Sunday, November 15, 2009

NLP model

> 1) Is there any nonlinear programming optmizer that I can user for the
> following problem?
>
> Obj function: (max) revenue = price * volume
> Constraints: price and volume pair must be from the following variable data
set:
>
> Variable data set:
> # price volume
> 1 10 500
> 2 20 450
> 3 30 330
> 4 40 250
> 5 50 190
>
> Expected result: 10,000 (variable row#4)


You are confused. That is not an nonlinear programming problem. You can just 
run through the data set and pick the largest product.

Wednesday, November 11, 2009

Persistency in math programming models

For a model I am working on we need a user settable degree of persistency: solutions should take into account historic solutions and stay “close” to those in some sense. Basically: wildly different solutions are unwanted. An excellent paper on this subject is by the NPS people: http://faculty.nps.edu/dell/docs/optimization_and_persistence.pdf.

Monday, November 9, 2009

NEOS statistics

At http://neos.mcs.anl.gov/neos/report.html you can ask for statistics of the usage of the NEOS solvers (http://neos.mcs.anl.gov/neos/).

I ran the statistics for a year and a few interesting and unexpected patterns showed up.

The top 5 solvers:

List of Solvers
Solver Name # of Submissions
KNITRO 22498
bpmpd 20185
MINOS 15932
MINTO 14769
SNOPT 12916

is dominated by NLP solvers (knitro, minos, snopt). It may be possible that some LP’s are solved with NLP solvers (I see that sometimes also happening in client models). I had to google what bpmpd was (see http://www.sztaki.hu/~meszaros/bpmpd/), and I am surprised it ended up so high. It is nice to see good old MINOS ending up prominently in the top 5.

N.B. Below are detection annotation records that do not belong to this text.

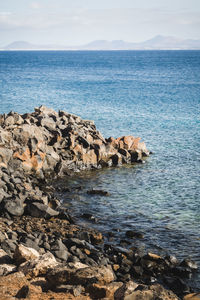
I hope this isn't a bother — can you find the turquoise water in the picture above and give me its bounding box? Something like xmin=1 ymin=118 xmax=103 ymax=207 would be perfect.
xmin=0 ymin=51 xmax=200 ymax=288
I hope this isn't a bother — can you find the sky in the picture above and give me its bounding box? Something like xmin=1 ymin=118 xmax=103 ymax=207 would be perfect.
xmin=0 ymin=0 xmax=200 ymax=46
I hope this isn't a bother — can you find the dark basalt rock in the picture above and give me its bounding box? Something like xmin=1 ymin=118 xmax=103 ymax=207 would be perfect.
xmin=126 ymin=230 xmax=144 ymax=239
xmin=26 ymin=202 xmax=59 ymax=219
xmin=4 ymin=198 xmax=24 ymax=217
xmin=87 ymin=189 xmax=110 ymax=196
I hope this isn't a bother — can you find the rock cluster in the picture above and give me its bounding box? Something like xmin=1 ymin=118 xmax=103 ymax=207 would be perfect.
xmin=0 ymin=106 xmax=149 ymax=178
xmin=0 ymin=216 xmax=197 ymax=300
xmin=0 ymin=106 xmax=197 ymax=300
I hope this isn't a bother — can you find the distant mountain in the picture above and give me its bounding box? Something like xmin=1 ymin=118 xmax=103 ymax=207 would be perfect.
xmin=2 ymin=35 xmax=200 ymax=50
xmin=3 ymin=41 xmax=71 ymax=50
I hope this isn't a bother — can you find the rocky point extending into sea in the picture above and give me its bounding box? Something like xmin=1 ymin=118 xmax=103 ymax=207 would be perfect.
xmin=0 ymin=106 xmax=199 ymax=300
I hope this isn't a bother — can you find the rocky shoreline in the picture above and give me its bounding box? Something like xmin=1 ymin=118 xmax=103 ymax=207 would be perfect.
xmin=0 ymin=106 xmax=199 ymax=300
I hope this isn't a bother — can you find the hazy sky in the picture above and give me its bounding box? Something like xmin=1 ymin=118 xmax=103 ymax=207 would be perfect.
xmin=0 ymin=0 xmax=200 ymax=46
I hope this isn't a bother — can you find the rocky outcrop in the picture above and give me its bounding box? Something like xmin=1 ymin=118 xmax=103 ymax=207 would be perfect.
xmin=0 ymin=106 xmax=149 ymax=177
xmin=0 ymin=106 xmax=149 ymax=219
xmin=0 ymin=106 xmax=197 ymax=300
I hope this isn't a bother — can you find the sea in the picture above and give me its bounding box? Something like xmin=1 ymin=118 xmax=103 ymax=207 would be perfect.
xmin=0 ymin=50 xmax=200 ymax=288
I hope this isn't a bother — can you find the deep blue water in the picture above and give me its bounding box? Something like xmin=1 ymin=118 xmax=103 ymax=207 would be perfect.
xmin=0 ymin=51 xmax=200 ymax=288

If we look at the top 5 input formats we see:

List of Inputs
Solver Input # of Submissions
AMPL 139782
GAMS 63873
CPLEX 3251
Fortran 3176
MPS 2940

Here we see AMPL as the winner with GAMS having half the submissions. This could well be explained by having most submissions coming from educational institutions, where AMPL is most likely more popular than GAMS as its format is closer to a mathematical formulation. It is good to see that almost all submissions are done in modeling languages: users should stay away from programming languages to build models unless there are significant reasons otherwise. Also note that Fortran seems to be more popular than C (at rank 7).

List of Categories
Solver Category # of Submissions
nco 65532
milp 49524
lp 32231
minco 28732
kestrel 15474

I assume that nco means non-linear constrained optimization. This confirms that many NLP models are solved on NEOS. I would guess minco means MINLP.

I certainly would not have predicted some of these numbers!

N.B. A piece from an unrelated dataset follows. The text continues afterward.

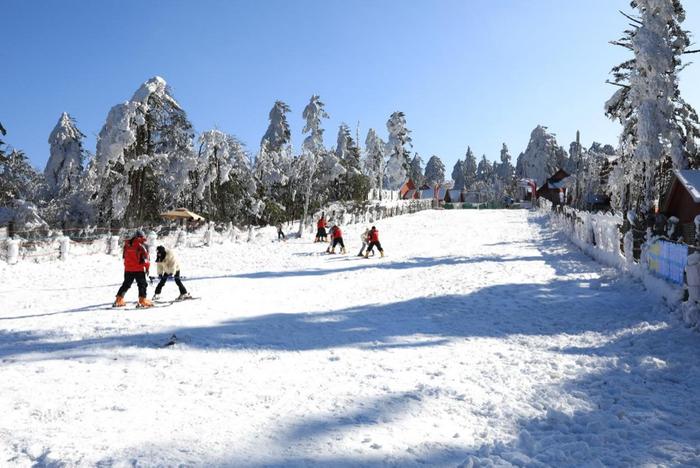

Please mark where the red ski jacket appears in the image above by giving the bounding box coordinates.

Wednesday, November 4, 2009

SOS variables vs binary variables

Reading the response in http://code.msdn.microsoft.com/solverfoundation/Thread/View.aspx?ThreadId=2485 I was thinking that I probably would model the constraint

(x-1)*(x-2) == 0

differently than the proposed SOS1 formulation. In general an OR can be modeled with a single binary variable (of course in this special case we can model x=1 OR x=2 as x = 1 + xb, where xb is a binary variable). The SOS1 formulation given in the thread is of course perfectly valid.

In practice I almost never use SOS1 sets. The reason for using SOS sets can be two-fold:

  • It makes the formulation easier
  • It improves performance

For SOS1 I often find a formulation with binary variables just as convenient. I don’t have hard data but I suspect that the performance gains resulting from using SOS1 variables are probably not that significant: I would suspect that solvers can use effective cuts on models with binary variable formulations. In addition, the SOS performance really benefits from good reference row weights, which I often don’t have (or in the case of GAMS cannot even specify).

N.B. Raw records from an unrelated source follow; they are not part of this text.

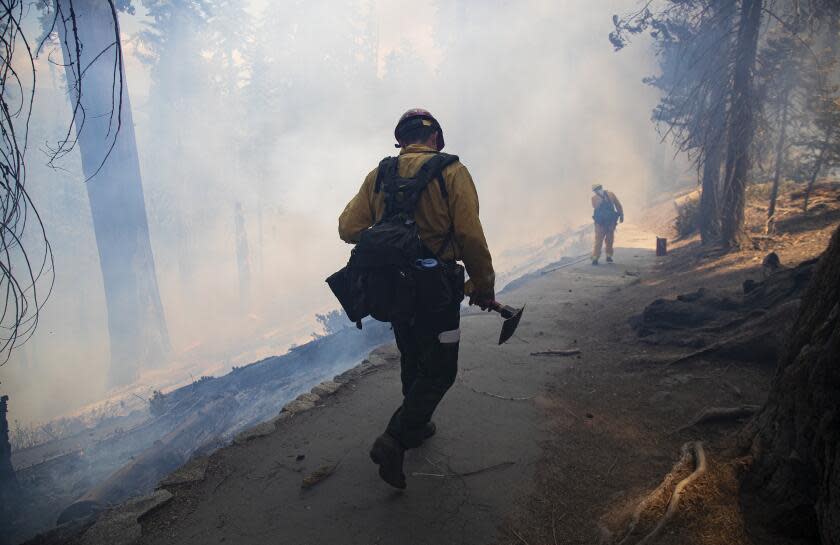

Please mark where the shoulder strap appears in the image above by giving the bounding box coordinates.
[374,153,458,219]
[373,157,399,193]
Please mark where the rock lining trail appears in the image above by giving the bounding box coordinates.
[120,236,654,544]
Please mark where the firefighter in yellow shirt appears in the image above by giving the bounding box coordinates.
[338,109,495,488]
[592,184,624,265]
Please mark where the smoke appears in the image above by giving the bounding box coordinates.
[0,0,684,421]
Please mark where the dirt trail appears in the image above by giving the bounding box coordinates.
[123,223,655,544]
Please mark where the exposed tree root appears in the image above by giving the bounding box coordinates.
[599,441,707,545]
[636,441,706,545]
[674,405,760,433]
[460,381,536,401]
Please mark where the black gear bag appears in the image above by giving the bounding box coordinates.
[327,153,463,325]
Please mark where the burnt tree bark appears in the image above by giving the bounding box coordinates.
[721,0,763,248]
[55,0,170,385]
[0,396,20,545]
[745,224,840,544]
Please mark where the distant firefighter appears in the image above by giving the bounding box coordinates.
[592,184,624,265]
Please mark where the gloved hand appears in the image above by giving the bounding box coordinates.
[470,292,496,310]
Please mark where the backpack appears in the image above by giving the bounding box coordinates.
[327,153,458,326]
[592,191,621,226]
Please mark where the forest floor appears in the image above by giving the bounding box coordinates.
[27,180,840,545]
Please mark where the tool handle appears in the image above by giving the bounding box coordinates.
[490,301,518,320]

For SOS2 variables (almost always in the context of a piecewise linear formulation) I find the SOS2 formulation helps in simplifying the formulation. E.g. GAMS does not have specific syntax to specify piecewise linear like AMPL, but with a SOS2 formulation, things are not that complicated. See: http://yetanothermathprogrammingconsultant.blogspot.com/2009/06/gams-piecewise-linear-functions-with.html. Also in this case it would be interesting to see if there is any computational advantage in using a specific approach: SOS2 or binary variables.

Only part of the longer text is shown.